Ok. So if we’re going to be forced to return to the world of Big Trouble in Little China, this is probably the best case scenario. Jack Burton and Wang Chi’s victory over the tyranny of Lo Pan occurred. Jack left Gracie Law in the Dragon of the Black Pool restaurant and hit the road with a hairy beast stowaway on the Porkchop Express. Our precious film exists. No one erased it.
The question becomes, what is the universe of Big Trouble in Little China outside of the ’86 original? Despite a well-placed dagger to his skull, Lo Pan could be resurrected and if they’re smart they’d rehire James Hong in the role. Although, some kooky magic could explain a lame body transference. and give us a new actor. Without some connection to Lo Pan though, I can’t imagine a Big Trouble in Little China-like scenario for another character to experience.
In 2014, Boom Studios released a series of Big Trouble In Little China comic books co-written by John Carpenter and Eric Powell. Their story picked up almost immediately after the film concluded with Jack combatting the hairy beast in the back of his truck. The series was fairly whacky and kept mostly to the spirit of the film. As it progressed, the comic entered even stranger realms by eventually crashing into the universe of that other Carpenter/Russell classic, Escape From New York. Give me that movie, please.
A continuation of Big Trouble in Little China is curious, and certainly more appealing than a straight retread. While I find it difficult to drum up enthusiasm for the film without the participation of Carpenter, if The Rock were to partner with Kurt Russell against James Hong, I would probably descend into a giddy mess.
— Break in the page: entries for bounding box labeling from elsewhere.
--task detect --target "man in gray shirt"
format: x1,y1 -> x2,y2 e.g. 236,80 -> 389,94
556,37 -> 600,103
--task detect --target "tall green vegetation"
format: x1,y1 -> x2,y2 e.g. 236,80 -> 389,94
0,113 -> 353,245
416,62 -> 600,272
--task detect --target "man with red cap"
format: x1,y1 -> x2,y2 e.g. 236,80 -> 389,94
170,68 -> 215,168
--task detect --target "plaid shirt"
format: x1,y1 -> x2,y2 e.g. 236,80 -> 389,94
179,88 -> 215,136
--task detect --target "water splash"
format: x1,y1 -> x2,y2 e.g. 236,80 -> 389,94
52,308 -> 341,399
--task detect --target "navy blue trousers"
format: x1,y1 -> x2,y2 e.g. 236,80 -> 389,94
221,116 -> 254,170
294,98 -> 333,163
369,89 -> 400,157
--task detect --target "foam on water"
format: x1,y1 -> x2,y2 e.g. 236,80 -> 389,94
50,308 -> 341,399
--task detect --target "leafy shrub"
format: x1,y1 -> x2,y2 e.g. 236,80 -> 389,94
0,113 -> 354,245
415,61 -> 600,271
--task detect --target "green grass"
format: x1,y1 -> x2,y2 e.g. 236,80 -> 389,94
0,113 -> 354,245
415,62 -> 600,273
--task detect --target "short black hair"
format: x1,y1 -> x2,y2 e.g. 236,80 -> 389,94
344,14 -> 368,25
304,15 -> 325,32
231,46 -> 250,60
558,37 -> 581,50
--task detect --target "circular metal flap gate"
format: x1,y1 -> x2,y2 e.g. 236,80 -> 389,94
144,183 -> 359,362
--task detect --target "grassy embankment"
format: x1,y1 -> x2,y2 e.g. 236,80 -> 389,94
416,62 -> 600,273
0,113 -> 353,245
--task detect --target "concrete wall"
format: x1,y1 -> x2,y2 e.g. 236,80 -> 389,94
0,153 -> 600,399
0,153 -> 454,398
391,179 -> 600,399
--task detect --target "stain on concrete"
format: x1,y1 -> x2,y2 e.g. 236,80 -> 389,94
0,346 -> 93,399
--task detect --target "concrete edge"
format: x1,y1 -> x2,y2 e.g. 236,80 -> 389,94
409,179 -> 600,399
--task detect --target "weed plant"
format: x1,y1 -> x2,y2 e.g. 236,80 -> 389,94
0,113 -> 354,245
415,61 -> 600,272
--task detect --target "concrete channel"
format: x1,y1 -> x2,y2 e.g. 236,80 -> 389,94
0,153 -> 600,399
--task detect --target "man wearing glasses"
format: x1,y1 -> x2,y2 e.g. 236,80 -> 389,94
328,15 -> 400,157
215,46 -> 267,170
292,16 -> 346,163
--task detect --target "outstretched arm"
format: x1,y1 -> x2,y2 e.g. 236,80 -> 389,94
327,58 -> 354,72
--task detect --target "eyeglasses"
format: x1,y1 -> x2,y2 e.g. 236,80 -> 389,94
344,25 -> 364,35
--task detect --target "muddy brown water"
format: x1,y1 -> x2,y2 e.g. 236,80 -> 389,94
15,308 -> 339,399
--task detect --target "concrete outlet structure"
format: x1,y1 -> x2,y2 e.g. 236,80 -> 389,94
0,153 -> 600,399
Big Trouble in Little China is a film of its time. I’ve shown it to friends who missed it back in the day, and most of them fail to engage in its entertainment. Maybe you just had to be there. Looking at The Rock’s recent output of Skyscraper, Rampage, and Jumanji, I’m not really sure his sensibilities align with those of 1986 John Carpenter and Kurt Russell. However, where I had no interest in a remake, a continuing ride down the road with the Porkchop Express is intriguing. I’m willing to hold out my condemnation until I see that movie trailer.